İstanbul Bilgi Üniversitesi Kültürel İncelemeler bölümünden Ayşe Uzun, Türkiye’de LGBTİ+ sığınmacıların maruz kaldığı fiziksel ve psikolojik şiddet üzerine konuştu. Uzun, toplumsal cinsiyetle birlikte cinsel yönelim ve cinsiyet kimliği kategorilerini doğrudan metninde geçiren ilk uluslararası sözleşmenin İstanbul Sözleşmesi olduğunu ve sözleşmenin toplumsal cinsiyete dayalı sığınma usullerin geliştirilmesi ile ilgili taraf devletlere yükümlülük getirdiğini belirtti.

Ayşe Uzun

İstanbul Sözleşmesi’nde cinsel yönelim ve cinsiyet kimliği ifadeleri doğrudan kullanılsa da iç hukukta bu tanımlar için bir atıf bulunmuyor. Uzun, “6284 sayılı Ailenin Korunması ve Kadına Karşı Şiddetin Önlenmesi kanunu farklı öznelliklere yer verecek şekilde düzenlenmelidir” diyor.

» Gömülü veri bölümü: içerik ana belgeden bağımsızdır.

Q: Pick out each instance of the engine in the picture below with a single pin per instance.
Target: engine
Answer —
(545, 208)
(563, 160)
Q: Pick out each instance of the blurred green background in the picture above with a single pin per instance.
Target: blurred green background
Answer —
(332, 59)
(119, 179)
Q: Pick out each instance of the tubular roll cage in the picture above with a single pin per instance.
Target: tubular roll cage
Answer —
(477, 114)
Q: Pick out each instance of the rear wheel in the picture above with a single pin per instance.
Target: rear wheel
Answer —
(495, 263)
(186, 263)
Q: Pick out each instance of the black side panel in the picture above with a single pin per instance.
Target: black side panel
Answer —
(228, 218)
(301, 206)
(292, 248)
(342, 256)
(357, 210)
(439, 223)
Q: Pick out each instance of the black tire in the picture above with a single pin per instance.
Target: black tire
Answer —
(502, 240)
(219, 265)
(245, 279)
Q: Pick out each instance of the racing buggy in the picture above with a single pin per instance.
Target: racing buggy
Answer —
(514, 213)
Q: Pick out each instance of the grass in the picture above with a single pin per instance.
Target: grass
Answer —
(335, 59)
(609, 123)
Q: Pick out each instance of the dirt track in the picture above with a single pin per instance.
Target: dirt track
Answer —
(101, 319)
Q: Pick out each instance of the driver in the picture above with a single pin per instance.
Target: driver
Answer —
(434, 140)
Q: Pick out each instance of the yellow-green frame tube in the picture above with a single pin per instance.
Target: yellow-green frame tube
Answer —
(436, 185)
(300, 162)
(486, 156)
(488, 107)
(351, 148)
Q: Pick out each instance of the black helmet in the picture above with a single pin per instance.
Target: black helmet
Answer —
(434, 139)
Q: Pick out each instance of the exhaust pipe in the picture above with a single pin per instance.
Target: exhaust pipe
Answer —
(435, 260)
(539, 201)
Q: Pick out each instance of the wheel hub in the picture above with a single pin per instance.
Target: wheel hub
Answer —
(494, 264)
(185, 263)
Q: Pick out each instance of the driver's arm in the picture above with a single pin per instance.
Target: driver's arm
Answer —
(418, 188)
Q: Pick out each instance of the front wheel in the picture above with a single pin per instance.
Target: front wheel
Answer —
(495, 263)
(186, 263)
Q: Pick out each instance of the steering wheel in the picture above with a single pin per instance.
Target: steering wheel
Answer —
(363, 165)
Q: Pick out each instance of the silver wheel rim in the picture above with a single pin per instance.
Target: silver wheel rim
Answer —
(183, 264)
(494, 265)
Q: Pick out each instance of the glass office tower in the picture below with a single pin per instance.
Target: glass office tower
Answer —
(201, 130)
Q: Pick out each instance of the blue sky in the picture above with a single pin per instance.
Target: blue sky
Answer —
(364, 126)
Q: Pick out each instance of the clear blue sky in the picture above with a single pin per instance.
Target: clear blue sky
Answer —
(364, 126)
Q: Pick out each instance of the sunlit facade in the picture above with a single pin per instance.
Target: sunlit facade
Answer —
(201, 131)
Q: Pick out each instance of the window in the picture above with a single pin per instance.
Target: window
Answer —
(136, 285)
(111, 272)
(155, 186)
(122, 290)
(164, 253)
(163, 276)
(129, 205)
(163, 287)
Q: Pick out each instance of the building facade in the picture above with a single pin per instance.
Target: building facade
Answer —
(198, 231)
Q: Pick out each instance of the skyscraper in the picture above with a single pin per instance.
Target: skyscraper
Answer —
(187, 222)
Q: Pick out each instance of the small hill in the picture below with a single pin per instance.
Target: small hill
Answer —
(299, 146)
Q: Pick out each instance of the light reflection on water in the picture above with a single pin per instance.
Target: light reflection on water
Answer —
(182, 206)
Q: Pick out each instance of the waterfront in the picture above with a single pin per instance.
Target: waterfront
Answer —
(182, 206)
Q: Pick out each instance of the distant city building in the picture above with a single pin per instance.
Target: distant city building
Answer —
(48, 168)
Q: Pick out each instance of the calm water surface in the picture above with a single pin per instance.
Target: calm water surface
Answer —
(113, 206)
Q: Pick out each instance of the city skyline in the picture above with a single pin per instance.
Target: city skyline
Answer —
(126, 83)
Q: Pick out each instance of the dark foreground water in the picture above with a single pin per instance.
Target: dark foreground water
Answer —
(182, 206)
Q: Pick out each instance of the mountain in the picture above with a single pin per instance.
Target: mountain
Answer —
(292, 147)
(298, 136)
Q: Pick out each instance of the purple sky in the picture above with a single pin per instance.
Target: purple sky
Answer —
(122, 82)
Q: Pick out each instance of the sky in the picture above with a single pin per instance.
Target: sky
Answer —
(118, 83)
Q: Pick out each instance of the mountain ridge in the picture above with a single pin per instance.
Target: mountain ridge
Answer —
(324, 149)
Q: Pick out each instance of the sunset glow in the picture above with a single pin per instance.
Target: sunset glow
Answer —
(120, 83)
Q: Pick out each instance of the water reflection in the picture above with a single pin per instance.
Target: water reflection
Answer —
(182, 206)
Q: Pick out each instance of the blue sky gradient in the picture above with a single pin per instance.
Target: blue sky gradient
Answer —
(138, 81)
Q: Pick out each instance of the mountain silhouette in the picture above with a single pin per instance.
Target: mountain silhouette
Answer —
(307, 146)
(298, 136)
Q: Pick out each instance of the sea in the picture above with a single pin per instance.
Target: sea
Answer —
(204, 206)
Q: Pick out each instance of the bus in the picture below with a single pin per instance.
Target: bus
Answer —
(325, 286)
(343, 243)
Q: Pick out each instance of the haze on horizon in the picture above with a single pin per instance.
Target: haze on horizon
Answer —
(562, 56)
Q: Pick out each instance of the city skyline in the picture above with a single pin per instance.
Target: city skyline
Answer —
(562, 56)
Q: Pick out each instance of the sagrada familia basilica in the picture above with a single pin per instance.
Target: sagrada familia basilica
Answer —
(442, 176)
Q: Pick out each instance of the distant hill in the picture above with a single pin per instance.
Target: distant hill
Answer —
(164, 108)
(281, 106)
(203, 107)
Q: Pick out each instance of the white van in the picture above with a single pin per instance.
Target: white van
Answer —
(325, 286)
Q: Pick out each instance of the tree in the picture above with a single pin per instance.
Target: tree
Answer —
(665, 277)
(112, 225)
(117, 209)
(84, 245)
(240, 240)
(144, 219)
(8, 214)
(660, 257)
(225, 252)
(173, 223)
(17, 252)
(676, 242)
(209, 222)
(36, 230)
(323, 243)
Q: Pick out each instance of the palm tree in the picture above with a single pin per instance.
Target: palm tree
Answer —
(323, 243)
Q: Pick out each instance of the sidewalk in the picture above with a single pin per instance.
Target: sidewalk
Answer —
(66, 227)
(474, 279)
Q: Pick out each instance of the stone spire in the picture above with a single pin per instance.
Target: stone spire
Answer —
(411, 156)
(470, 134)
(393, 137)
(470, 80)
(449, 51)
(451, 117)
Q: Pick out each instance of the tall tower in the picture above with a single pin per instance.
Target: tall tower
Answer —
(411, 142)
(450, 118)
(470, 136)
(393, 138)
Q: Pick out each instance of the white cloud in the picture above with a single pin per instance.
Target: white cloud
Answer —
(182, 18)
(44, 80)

Türkiye’de bulunan LGBTİ+ sığınmacılar şiddete maruz kalsalar bile hukuki yola başvurmayı tercih etmiyor. Bunun nedenlerini şöyle anlatıyor, Uzun: “Öncelikle sınır dışı edilmekten korkuyorlar. Başvurularının dikkate alınmayacağını, sonuçsuz kalacağını ve kolluk kuvvetleri tarafından tekrar şiddete maruz kalacaklarını düşünüyorlar.”

İSTANBUL SÖZLEŞMESİ

İstanbul Sözleşmesi, 11 Mayıs 2011’de İstanbul’da imzaya açıldığı için bu isimle anılıyor. Kadınlara Yönelik Şiddet ve Aile İçi Şiddetin Önlenmesi ve Bunlarla Mücadeleye İlişkin Avrupa Konseyi Sözleşmesi’ni imzalayan ve onaylayan ilk ülke Türkiye oldu. 1 Ağustos 2014’te yürürlüğe girdi. İstanbul Sözleşmesi toplumsal cinsiyet eşitliği ilkesine dayanıyor. Ayrıca kadına yönelik şiddetle ilgili hukuken en bağlayıcı ve en kapsayıcı metin olarak kayda geçiyor.

6284 SAYILI KANUN

6284 sayılı kanun, şiddete uğrayan veya şiddete uğrama tehlikesi bulunan kadınların, çocukların, aile bireylerinin ve tek taraflı ısrarlı takip mağduru olan kişilerin korunması ve bu kişilere yönelik şiddetin önlenmesi amacıyla 8 Mart 2012’de kabul edildi.